F5 Merges WAN and Web Acceleration in One Box

With new software, one BIG-IP box could replace as many as five others, says F5

Application delivery specialist F5 Networks is readying a software update for its BIG-IP application delivery controllers which will add features such as WAN optimisation, network virtualisation and inline monitoring.

Due for release next week, the new BIG-IPv10 software includes a function called iSessions which creates an encrypted and compressed link between two F5 devices, said product management director Jason Needham.

He said this will make BIG-IP the first device to offer both asymmetric application acceleration and symmetric WAN acceleration, and will let F5 users set up network tunnels between their data centres for tasks such as site-to-site replication.
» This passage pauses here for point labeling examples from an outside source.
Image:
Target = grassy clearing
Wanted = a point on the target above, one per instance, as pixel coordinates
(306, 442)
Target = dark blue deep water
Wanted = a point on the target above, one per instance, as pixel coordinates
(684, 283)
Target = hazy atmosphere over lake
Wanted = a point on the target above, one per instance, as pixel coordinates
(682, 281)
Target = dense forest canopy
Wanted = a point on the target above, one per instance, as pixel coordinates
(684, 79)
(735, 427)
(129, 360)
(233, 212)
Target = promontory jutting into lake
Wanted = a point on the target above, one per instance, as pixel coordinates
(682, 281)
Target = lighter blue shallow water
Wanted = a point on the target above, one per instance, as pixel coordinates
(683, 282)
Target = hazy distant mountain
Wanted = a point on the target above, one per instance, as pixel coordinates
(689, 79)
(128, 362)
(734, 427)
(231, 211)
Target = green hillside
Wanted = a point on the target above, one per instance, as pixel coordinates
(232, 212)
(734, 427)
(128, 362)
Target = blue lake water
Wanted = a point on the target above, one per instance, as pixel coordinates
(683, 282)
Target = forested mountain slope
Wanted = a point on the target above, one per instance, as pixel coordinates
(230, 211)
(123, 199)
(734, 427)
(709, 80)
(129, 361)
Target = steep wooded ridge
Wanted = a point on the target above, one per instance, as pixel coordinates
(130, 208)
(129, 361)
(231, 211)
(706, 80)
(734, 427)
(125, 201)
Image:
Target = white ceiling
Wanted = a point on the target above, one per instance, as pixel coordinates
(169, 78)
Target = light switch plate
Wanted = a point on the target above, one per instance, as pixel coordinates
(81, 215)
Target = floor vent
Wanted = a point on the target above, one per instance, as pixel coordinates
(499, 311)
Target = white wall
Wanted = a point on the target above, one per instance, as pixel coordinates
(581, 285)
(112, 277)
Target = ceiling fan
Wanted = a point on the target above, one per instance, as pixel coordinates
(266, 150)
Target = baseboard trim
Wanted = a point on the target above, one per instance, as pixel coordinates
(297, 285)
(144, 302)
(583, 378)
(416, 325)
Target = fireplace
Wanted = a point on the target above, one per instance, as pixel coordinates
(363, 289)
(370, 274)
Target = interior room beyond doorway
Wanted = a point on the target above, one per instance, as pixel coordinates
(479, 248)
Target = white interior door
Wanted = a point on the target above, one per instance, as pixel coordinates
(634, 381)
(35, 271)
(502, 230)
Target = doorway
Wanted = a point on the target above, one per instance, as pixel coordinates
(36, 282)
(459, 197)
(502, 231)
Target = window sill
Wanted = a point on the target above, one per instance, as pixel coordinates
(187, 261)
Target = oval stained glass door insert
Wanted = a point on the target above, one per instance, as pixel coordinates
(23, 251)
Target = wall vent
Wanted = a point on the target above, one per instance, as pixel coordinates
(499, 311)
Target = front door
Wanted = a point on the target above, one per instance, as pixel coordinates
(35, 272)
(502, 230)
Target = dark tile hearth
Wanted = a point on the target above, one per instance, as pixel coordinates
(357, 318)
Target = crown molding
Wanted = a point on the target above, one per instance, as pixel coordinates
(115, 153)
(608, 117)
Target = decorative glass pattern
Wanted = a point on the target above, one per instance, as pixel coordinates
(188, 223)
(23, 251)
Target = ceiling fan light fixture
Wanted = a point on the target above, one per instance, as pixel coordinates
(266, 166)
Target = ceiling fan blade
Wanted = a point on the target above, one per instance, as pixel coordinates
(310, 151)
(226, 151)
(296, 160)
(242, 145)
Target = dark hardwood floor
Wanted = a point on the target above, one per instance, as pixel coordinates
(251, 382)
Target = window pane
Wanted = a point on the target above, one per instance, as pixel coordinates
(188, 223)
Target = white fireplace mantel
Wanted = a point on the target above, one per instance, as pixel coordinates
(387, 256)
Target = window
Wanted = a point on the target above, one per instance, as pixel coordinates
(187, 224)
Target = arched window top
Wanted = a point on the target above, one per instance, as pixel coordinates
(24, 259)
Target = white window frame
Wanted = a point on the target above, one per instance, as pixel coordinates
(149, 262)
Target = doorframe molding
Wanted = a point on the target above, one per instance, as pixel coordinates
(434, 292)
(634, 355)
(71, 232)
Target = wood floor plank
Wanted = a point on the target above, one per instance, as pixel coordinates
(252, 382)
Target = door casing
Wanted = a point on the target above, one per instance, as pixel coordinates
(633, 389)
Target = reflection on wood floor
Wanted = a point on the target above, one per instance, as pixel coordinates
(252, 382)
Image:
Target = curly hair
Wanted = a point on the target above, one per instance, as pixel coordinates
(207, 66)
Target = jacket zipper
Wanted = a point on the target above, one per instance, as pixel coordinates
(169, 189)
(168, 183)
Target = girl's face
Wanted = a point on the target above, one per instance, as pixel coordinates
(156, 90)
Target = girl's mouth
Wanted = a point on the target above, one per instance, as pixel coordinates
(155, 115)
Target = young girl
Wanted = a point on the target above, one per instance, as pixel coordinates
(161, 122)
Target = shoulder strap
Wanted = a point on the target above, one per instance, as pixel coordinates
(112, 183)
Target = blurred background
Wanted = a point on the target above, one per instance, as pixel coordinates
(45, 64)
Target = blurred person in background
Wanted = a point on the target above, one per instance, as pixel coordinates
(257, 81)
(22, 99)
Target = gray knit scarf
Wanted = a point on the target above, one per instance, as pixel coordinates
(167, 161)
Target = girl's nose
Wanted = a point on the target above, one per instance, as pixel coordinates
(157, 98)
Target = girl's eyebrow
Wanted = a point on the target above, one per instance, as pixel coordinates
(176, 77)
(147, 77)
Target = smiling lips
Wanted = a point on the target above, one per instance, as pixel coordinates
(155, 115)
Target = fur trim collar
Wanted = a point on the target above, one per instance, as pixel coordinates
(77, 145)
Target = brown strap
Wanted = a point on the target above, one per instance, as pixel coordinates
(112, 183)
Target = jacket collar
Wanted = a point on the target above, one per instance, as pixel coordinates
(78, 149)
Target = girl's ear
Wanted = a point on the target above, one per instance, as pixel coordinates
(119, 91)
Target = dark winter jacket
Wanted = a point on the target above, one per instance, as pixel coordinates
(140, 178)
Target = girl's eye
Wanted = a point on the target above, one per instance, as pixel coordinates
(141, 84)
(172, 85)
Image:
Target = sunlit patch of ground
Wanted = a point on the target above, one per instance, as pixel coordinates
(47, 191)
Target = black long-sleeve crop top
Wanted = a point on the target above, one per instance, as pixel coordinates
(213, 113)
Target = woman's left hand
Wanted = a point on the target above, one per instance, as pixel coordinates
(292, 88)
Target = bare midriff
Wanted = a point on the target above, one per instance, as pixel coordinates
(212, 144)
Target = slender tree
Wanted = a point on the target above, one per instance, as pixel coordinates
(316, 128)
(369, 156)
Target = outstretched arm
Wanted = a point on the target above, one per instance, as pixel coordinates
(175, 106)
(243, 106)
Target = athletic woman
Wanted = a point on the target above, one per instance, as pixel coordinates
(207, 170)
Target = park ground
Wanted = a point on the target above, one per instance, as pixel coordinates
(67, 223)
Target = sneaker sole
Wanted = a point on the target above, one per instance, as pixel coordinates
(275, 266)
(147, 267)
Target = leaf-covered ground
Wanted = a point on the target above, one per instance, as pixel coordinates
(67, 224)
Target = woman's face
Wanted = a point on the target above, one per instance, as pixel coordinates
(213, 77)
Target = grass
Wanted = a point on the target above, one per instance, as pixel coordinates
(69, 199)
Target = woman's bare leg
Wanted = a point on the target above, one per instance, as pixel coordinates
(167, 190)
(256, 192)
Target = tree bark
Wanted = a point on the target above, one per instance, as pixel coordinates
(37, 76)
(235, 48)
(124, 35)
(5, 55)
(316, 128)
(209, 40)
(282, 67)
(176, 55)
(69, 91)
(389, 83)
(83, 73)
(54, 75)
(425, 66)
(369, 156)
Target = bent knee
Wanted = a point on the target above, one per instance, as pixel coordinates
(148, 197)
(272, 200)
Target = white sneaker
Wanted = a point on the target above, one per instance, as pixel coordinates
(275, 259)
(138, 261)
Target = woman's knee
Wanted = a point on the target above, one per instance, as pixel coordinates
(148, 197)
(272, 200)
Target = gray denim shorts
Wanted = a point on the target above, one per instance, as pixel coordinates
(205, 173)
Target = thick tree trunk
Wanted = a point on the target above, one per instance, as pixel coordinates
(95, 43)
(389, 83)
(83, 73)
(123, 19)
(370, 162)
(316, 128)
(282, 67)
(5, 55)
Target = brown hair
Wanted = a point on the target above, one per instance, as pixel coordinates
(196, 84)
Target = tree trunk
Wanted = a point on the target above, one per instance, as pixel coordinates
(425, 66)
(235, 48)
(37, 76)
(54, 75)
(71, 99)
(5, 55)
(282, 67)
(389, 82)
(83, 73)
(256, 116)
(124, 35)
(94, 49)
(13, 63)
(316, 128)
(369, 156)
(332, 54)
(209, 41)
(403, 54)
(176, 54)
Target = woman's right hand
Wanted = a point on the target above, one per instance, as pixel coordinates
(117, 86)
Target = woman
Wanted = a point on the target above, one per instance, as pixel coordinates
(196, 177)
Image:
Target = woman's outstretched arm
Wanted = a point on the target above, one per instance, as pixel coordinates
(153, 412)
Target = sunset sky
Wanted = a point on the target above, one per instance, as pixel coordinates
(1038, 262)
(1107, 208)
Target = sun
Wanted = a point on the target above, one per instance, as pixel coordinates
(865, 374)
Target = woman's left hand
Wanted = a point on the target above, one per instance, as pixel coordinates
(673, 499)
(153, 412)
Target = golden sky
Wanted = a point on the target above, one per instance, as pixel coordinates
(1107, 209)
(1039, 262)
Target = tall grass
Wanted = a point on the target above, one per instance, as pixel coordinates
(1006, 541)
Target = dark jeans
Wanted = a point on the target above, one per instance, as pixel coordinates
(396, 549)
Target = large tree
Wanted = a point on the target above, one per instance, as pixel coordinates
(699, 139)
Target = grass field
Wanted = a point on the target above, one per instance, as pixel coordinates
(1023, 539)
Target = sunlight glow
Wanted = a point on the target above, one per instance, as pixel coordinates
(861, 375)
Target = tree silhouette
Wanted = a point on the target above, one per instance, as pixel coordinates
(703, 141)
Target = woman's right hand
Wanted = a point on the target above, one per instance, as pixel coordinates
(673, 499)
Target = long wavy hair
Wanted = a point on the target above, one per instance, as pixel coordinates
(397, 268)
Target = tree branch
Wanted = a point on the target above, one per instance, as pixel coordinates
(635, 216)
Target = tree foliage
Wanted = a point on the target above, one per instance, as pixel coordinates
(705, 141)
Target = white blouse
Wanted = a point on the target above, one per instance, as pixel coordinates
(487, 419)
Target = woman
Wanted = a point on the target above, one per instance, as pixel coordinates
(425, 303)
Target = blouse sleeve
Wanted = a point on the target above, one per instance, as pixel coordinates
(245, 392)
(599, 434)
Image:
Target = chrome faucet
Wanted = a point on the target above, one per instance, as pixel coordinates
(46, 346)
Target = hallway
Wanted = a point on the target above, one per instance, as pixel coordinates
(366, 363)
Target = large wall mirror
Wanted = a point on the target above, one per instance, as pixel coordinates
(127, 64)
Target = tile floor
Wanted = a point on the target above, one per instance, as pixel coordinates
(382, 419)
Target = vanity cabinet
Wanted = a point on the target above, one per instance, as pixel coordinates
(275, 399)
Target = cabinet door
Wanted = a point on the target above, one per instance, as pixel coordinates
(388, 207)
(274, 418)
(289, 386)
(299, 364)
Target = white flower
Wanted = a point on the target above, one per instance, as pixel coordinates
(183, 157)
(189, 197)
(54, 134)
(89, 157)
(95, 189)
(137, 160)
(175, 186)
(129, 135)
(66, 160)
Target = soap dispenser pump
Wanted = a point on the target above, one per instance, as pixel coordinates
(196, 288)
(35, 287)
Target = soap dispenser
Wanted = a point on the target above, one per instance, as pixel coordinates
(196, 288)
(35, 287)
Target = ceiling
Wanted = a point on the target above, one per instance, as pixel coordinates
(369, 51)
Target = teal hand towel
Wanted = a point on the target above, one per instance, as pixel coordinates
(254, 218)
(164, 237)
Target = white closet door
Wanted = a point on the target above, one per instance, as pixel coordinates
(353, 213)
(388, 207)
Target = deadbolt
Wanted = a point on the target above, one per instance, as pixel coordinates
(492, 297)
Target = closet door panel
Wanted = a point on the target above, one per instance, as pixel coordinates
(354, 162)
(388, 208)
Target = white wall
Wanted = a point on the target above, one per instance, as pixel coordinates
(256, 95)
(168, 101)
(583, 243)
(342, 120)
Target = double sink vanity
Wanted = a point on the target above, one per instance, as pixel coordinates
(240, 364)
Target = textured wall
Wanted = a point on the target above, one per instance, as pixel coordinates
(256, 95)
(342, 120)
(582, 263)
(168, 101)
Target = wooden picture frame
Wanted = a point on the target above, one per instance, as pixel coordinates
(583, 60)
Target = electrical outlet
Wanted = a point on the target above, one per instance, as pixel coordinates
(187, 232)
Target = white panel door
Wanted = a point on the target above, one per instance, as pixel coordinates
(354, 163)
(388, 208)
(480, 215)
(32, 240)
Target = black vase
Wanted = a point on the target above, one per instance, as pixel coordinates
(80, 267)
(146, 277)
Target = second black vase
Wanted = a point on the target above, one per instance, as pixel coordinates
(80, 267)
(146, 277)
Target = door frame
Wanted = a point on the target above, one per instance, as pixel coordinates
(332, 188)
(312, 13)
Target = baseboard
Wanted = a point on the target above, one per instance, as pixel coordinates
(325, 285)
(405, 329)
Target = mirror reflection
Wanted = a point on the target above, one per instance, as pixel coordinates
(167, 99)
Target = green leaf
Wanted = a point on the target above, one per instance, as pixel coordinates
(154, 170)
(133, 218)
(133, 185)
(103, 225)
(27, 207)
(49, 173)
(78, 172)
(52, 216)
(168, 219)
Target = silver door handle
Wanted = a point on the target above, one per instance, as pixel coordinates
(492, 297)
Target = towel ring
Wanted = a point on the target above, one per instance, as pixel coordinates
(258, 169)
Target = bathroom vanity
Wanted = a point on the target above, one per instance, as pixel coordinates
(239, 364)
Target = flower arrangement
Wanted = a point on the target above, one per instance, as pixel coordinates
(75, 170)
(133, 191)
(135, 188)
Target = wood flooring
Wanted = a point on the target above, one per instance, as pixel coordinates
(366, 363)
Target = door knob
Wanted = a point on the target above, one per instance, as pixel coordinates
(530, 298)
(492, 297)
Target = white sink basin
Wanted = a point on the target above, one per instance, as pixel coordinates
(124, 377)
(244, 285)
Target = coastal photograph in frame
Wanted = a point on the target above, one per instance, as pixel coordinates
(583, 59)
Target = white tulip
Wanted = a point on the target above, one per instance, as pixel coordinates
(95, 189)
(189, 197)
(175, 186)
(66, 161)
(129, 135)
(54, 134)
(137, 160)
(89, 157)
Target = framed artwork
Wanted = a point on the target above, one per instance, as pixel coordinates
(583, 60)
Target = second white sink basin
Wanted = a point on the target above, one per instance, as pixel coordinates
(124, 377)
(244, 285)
Application delivery controllers (ADCs) are typically deployed in the data-centre ‘single-ended’, and use techniques such as caching, compression, connection management and protocol optimisation to provide faster access to web applications.

WAN optimisers use similar techniques, but are deployed in pairs at each end of a connection to speed up remote access to applications, files and services; F5 currently offers this technology as its WANJet product line.

“The backdrop is that the market is moving from static to dynamic infrastructures, with virtualisation, adaptive data-centres, cloud computing and so on,” Needham said. He added that an open and dynamic infrastructure not only needs ADCs to serve remote users, it also needs links between data centres to move the load around.

“Traditional application accelerators don’t have the security or scale – no core load balancer has any form of connected delivery,” he claimed. He added that by also providing other features such as web application firewalling, load balancing and local traffic management, a pair of BIG-IP boxes could potentially replace as many as ten separate devices.

Other new features in BIG-IPv10 include the ability to partition one physical device into several virtual ones. Needham said this is aimed at service and hosting providers, as it enables one device to support multiple customers.

“There’s also a big focus on manageability and visibility – we’re talking about much faster deployment,” he added. “There’s a new graphical interface, a new command line interface, a whole new dashboard system, and the notion of application templates.”

The latter include all the policies and specific optimisation needed to scale, accelerate and secure popular applications such as Siebel, Microsoft SharePoint or VMware View, he said.

Needham said that the BIG-IPv10 software, including application templates, will be free to customers under maintenance. It should run on both F5’s current systems and its previous generation hardware, dating back as far as 2004, he said.